Daniel Wallick is a major in mathematics and a minor in physics. He won the Math Department’s Monsky Prize as a first-year student and recently earned High Honors.
Daniel is a talented young scholar who is both passionate and systematic about his studies and who has an uncanny facility for identifying patterns and abstracting concepts. Detail-oriented and well-organized, Daniel is known for being creative and engaging in the classroom, and for giving professional-level seminar presentations. He is noted for having an infectious enthusiasm for learning and a friendly demeanor that has made him a valuable peer.
Equally successful in classes outside of STEM fields, Daniel is also a gifted musician, noted for his contributions to Gamelan and his independent study of Indonesian music.

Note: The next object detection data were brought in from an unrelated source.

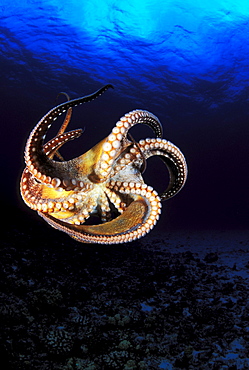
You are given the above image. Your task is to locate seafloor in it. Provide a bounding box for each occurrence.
[0,212,249,370]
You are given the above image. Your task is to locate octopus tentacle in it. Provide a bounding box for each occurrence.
[20,168,92,217]
[95,109,163,182]
[25,85,112,188]
[138,138,188,201]
[52,92,73,161]
[43,129,83,159]
[39,183,161,244]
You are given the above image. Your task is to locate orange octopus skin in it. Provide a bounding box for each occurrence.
[20,85,187,244]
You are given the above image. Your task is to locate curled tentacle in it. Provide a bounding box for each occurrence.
[25,85,112,187]
[138,138,188,201]
[95,110,163,182]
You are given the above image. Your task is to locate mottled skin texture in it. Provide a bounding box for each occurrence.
[20,85,187,244]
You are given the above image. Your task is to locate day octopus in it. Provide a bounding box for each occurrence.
[20,85,187,244]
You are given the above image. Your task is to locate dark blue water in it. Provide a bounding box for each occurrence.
[0,0,249,230]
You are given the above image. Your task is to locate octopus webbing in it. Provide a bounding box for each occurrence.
[20,85,187,244]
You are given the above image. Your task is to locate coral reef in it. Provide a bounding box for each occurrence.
[0,221,249,370]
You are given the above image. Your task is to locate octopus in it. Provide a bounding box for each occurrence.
[20,84,187,244]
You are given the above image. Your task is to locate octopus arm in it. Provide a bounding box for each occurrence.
[39,189,161,244]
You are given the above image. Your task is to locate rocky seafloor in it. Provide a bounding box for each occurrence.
[0,215,249,370]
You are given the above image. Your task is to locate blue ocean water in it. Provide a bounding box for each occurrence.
[0,0,249,227]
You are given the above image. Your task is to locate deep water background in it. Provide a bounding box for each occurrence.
[0,0,249,232]
[0,0,249,370]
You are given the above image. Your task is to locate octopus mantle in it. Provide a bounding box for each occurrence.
[20,85,187,244]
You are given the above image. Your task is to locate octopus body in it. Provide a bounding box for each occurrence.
[20,85,187,244]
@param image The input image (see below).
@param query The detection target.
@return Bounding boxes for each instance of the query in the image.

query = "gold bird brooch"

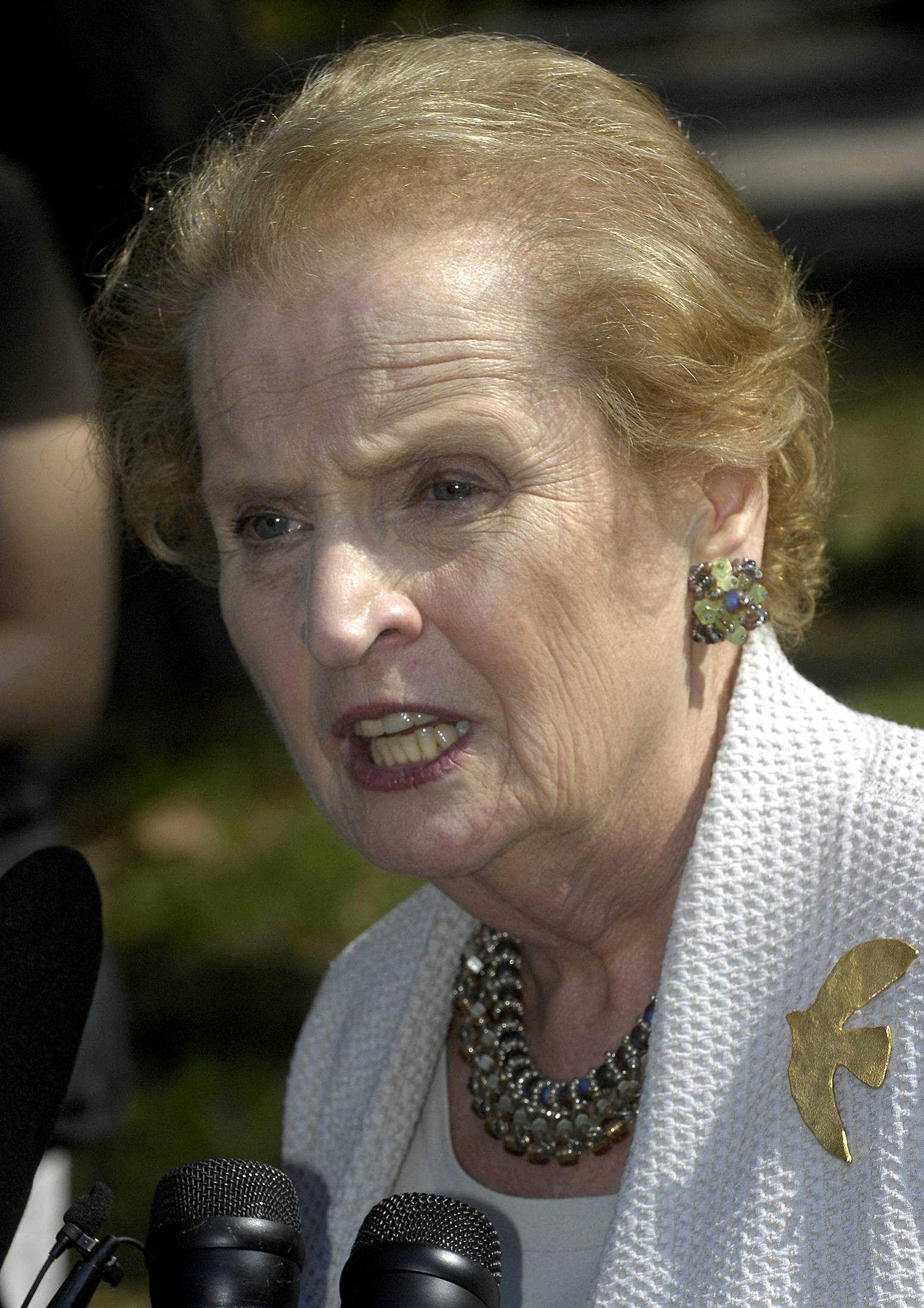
[787,941,917,1163]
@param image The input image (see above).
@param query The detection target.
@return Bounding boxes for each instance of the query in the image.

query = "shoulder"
[280,885,471,1127]
[289,885,448,1044]
[727,633,924,816]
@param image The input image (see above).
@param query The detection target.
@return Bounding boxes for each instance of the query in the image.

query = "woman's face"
[193,235,691,881]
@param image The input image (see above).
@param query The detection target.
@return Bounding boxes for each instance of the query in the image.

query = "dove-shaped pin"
[787,941,917,1163]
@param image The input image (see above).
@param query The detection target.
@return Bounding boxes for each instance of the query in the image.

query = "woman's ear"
[695,467,767,561]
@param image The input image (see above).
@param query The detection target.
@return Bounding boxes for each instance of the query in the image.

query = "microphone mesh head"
[150,1158,301,1234]
[353,1194,500,1281]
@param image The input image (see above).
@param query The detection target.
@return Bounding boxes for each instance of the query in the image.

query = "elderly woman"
[98,34,924,1308]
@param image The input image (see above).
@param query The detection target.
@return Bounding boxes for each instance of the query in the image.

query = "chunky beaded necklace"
[453,926,655,1166]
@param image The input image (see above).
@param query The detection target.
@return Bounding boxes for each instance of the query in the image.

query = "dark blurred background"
[0,0,924,1287]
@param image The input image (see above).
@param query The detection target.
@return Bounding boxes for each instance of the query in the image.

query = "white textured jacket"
[282,628,924,1308]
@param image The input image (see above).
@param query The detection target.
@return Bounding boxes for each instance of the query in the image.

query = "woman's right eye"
[234,512,304,542]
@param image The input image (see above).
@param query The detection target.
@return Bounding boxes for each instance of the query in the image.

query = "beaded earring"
[689,558,769,645]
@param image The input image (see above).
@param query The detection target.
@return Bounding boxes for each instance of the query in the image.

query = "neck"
[447,646,738,1078]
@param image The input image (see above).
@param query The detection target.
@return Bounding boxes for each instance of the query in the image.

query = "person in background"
[90,33,924,1308]
[0,159,125,1308]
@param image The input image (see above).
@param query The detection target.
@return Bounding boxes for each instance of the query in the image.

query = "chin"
[341,824,489,882]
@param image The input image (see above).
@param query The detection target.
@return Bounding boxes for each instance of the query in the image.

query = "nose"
[301,540,423,668]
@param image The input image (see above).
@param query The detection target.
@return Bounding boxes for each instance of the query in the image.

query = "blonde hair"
[94,33,831,643]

The McCabe Engineering Award, presented each year to the "outstanding engineering student of the graduating class," was awarded to Terell Dale.

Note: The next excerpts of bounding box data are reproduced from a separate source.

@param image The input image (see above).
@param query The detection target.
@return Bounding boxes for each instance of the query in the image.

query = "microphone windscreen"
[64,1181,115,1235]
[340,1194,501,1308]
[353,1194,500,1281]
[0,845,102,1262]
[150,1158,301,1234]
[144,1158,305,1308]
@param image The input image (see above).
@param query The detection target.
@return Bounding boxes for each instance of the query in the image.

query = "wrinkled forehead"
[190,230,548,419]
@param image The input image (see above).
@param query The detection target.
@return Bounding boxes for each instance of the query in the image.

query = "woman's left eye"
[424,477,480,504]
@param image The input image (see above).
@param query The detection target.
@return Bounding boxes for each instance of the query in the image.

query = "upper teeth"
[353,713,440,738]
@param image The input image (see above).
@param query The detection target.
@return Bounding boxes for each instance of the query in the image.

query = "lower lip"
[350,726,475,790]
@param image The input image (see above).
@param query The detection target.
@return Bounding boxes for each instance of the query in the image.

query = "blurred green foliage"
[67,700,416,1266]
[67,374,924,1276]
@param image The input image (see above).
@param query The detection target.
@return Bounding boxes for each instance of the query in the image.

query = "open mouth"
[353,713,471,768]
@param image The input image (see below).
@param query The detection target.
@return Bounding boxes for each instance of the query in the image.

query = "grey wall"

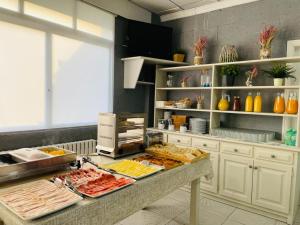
[0,126,97,151]
[162,0,300,137]
[162,0,300,63]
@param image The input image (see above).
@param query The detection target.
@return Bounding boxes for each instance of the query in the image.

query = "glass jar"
[273,93,285,113]
[245,92,253,112]
[286,93,298,114]
[232,96,241,111]
[253,92,262,112]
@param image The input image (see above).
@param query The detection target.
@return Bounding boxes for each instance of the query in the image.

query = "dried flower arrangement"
[245,66,258,87]
[194,37,208,56]
[259,25,277,59]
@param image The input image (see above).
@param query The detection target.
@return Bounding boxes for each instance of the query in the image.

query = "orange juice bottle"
[245,92,253,112]
[273,93,285,113]
[286,93,298,114]
[253,92,262,112]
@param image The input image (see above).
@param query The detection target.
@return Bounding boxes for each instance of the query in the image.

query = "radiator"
[51,139,96,155]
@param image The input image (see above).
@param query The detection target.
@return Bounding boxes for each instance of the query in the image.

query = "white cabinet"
[200,152,219,193]
[252,160,292,213]
[219,154,253,203]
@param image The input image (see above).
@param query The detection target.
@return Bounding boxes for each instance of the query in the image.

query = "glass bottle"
[245,92,253,112]
[218,94,230,111]
[232,96,241,111]
[286,93,298,114]
[253,92,262,112]
[273,93,285,113]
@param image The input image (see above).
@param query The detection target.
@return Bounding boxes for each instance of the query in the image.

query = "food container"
[155,101,165,108]
[0,149,76,183]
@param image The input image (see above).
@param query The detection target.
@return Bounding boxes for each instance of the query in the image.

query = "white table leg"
[190,178,200,225]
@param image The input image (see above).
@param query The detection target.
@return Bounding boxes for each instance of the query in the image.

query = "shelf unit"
[121,56,188,89]
[154,56,300,147]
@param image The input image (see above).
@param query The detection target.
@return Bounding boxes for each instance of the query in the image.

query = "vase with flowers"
[245,66,257,87]
[194,37,207,65]
[259,25,277,59]
[180,76,190,87]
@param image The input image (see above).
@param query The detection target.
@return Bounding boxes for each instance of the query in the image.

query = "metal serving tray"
[0,149,76,183]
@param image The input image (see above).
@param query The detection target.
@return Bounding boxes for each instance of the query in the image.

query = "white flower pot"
[274,78,283,87]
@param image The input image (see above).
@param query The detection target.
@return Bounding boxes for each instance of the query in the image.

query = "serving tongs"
[82,156,117,174]
[50,176,83,197]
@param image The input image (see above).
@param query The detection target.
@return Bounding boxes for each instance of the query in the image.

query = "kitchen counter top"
[0,156,212,225]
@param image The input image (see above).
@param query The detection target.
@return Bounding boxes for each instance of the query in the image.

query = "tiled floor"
[117,190,300,225]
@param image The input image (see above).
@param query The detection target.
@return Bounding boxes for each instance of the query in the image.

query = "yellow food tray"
[101,159,163,179]
[146,144,209,163]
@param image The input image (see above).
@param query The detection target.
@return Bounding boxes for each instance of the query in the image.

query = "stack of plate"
[190,118,207,134]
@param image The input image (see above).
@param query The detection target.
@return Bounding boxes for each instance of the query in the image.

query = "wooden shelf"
[136,81,155,86]
[211,110,298,118]
[156,87,212,91]
[212,85,300,90]
[155,107,211,112]
[160,56,300,72]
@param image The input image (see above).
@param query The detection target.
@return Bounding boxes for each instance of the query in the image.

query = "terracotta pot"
[194,55,203,65]
[274,78,283,87]
[222,75,235,87]
[173,53,185,62]
[259,48,271,59]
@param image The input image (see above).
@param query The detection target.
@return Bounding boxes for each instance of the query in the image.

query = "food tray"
[0,150,76,183]
[146,144,209,163]
[58,169,136,198]
[133,155,183,170]
[101,159,164,180]
[0,180,82,220]
[9,148,51,162]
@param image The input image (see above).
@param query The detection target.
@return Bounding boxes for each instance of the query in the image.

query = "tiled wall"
[162,0,300,63]
[0,126,97,151]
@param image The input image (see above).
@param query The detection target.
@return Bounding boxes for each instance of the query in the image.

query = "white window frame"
[0,0,115,133]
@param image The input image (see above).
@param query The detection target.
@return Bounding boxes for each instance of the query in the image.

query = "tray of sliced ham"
[57,168,135,198]
[0,180,82,220]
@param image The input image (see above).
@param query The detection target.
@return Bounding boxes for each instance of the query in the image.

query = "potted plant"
[245,66,257,87]
[259,25,277,59]
[221,65,240,86]
[173,49,186,62]
[263,63,296,86]
[194,37,207,65]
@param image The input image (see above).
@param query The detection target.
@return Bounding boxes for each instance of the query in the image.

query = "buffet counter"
[0,157,213,225]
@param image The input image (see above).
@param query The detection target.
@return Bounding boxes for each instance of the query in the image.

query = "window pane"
[24,0,75,27]
[77,2,115,40]
[52,35,111,126]
[0,22,45,131]
[0,0,19,11]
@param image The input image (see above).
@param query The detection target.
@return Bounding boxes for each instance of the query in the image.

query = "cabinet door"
[220,154,253,203]
[200,152,219,193]
[252,160,292,213]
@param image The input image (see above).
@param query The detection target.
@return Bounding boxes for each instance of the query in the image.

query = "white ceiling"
[130,0,220,15]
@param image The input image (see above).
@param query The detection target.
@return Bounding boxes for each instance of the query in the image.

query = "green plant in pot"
[263,63,296,86]
[221,65,240,86]
[173,49,186,62]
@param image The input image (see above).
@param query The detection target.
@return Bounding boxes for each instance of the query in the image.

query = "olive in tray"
[0,154,18,167]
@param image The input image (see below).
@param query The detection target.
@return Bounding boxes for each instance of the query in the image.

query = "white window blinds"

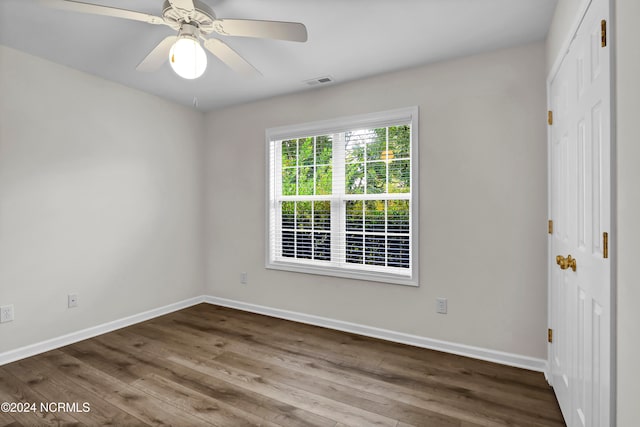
[267,109,418,285]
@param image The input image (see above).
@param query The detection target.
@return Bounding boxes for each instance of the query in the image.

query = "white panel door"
[549,0,611,427]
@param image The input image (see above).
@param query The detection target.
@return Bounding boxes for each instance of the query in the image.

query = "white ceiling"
[0,0,557,111]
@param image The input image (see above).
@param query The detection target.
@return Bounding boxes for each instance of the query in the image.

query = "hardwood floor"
[0,304,564,427]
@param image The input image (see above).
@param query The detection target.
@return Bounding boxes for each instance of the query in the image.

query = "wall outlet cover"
[0,304,13,323]
[67,294,78,308]
[436,298,447,314]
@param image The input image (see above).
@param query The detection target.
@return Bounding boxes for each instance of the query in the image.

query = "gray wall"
[613,0,640,427]
[0,46,204,353]
[206,43,547,358]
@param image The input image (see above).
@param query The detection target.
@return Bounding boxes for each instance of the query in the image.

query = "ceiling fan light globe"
[169,37,207,80]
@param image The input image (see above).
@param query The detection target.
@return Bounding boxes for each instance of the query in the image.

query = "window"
[266,107,418,286]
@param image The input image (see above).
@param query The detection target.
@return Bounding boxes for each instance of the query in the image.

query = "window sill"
[265,261,420,287]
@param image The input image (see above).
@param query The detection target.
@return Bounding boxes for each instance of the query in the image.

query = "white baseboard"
[0,296,205,366]
[0,295,547,374]
[204,296,547,373]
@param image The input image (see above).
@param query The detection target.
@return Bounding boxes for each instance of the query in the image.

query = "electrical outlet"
[436,298,447,314]
[0,304,13,323]
[67,294,78,308]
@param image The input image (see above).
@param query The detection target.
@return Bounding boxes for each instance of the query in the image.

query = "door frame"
[544,0,618,427]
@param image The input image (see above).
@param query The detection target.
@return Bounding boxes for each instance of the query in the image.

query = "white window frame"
[265,106,420,286]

Despite his quiet demeanor, Terell’s dedication and sharp analytical skills have left a deep impression on the faculty who have worked closely with him. His demanding course load notwithstanding, Terell has excelled academically throughout his four years at the College. He is a member of Tau Beta Pi, the Engineering Honors Society, as well as a member of the National Society of Black Engineers. He has also been a member of the College’s baseball team since he arrived at Swarthmore.
Terell’s interests in engineering run the gamut, with particular focus on statistical signal processing and communication systems, interests which are well supported by Terell’s mathematics major. The past two summers, Terell earned back-to-back awards through the Naval Research Enterprise Internship Program to conduct engineering research in both programmable logic controllers as well as a high-temperature superconducting degaussing system at the Naval Surface Warfare Center – Philadelphia Division.
An eastern Pennsylvania native, Terell will be starting a Ph.D. program in electrical engineering at Penn State this fall.